Obasanjo was arrested with the late Gen. Shehu Musa Yar’Adua (retd) and some other military officers in 1995 by late Gen. Sani Abacha and both were sentenced to life in prison.
Olusegun Obasanjo was released in 1998 and became Nigeria’s President while Yar’Adua died in prison in 1997.
Carrington, who was a major figure in Nigeria’s agitation for a return to democratic rule sequel to the annulment of the June 12, 1993 presidential election died recently in the United States.
While writing a condolence message to the wife of the departed envoy, Obasanjo said he was offered political asylum in the United States when he went to Copenhagen, Denmark, for the World Social Summit as Human Development Ambassador of the United Nations Development Programme (UNDP) but he turned down the offer in spite of its “tempting and assuring nature.”
Obasanjo said the late Ambassador assisted in easing the return to democratic rule in Nigeria during his tenure as US ambassador.
He said: “Carrington was one of the responsible, matured and respected voices to take Nigeria out of the unwholesome situation it had found itself – permanently in crisis, regularly threatened with disintegration, prolongingly devoid of democracy, and economically plundered and mismanaged.
“Indeed, I recall, sometime in 1995, that on one of my trips to Copenhagen to attend World Social Summit as Human Development Ambassador of the United Nations Development Programme, I received the most touching of the warnings, pieces of advice and offers to me from Amb.
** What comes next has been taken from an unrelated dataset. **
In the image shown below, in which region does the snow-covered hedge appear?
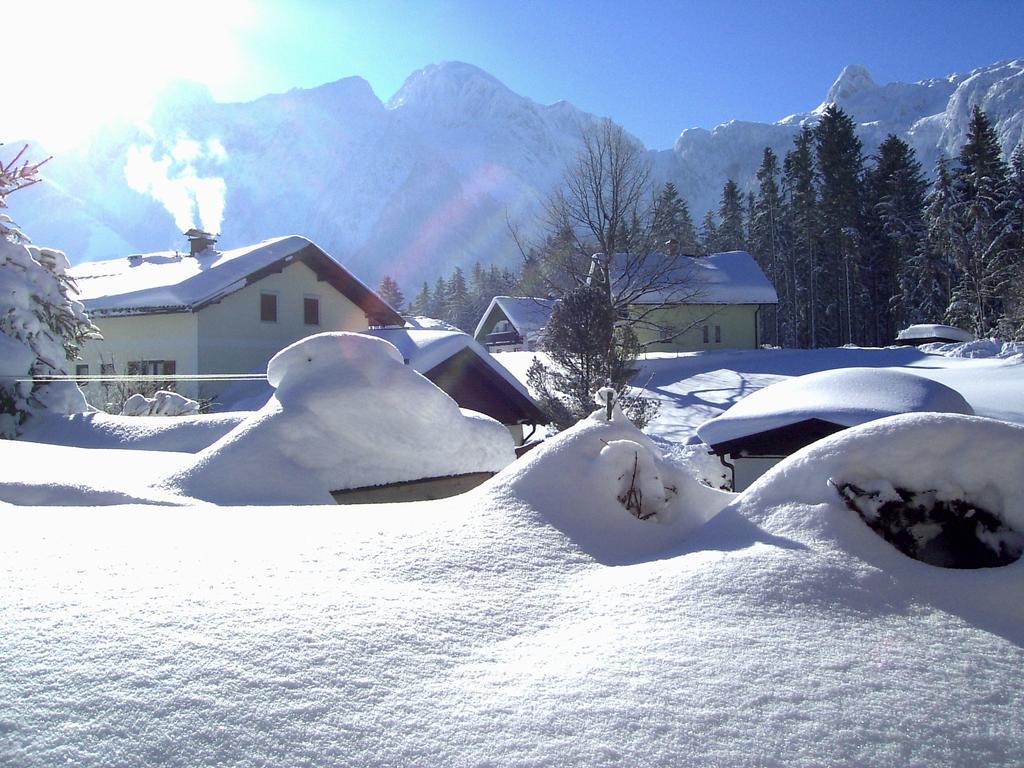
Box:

Carrington.
“He called me in Copenhagen and told me categorically that I was going to be arrested on returning home and, therefore, advised me not to return home.
“But he did not stop it there, he offered me political asylum by his government in the US. That was both touching and assuring, but I decided that, tempting and assuring as the offer was, I would not take it. I came back and was arrested and imprisoned by Abacha. No doubt, his generous assistance to my family while I was a political prisoner will forever live in my mind.
“When I was in prison, he was one of the few foreign Ambassadors who regularly visited my wife to encourage her and to find out how I was doing in prison. I can proudly say he was a true friend and brother.”